What could send the pendulum swinging back toward the surety of progress — toward everything Davos Man represents? It would require slashing income inequality; making governments more transparent, deft, and accountable; curbing migration flows; boosting economic growth and employment; making corporate giants and banks less powerful; and narrowing the information gap between elites and everyone else. That’s a wildly tall order, though. Don’t bet on it happening anytime soon — not when the Middle East is slipping deeper into conflict, advancing technology continues to wipe out swaths of middle-class jobs, people keep being uprooted by disasters and shrinking opportunities, and aging populations make it hard to unleash dynamic growth.

At the very least, the elites who fall under the banner of Davos Man can take a small collective step by showing more humility: a recognition that they do not have exclusive rights to — nor are they always right about — the future. As Tony Blair, former prime minister of the United Kingdom, noted during a December conference in Washington, D.C., leaders must take seriously the unease of their citizens. “People are insecure and anxious,” Blair said. “They see their communities and societies around them changing.”
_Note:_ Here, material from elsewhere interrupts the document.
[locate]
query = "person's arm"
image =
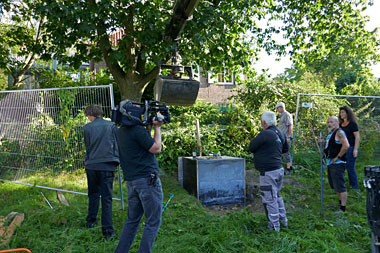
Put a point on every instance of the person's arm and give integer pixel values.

Turkeys do not vote for Christmas, as they say, and elites are never going to reject the promise of globalization, in 2017 or any other year. But to stop the trust gap from widening and the ballot-box revolt from spreading and getting nastier, they need to use their resources, including their swanky gathering in the Swiss Alps, to talk hard truths. Otherwise, Davos Man may face a frosty death.

In the meantime, he should brace for a turbulent year. We all should.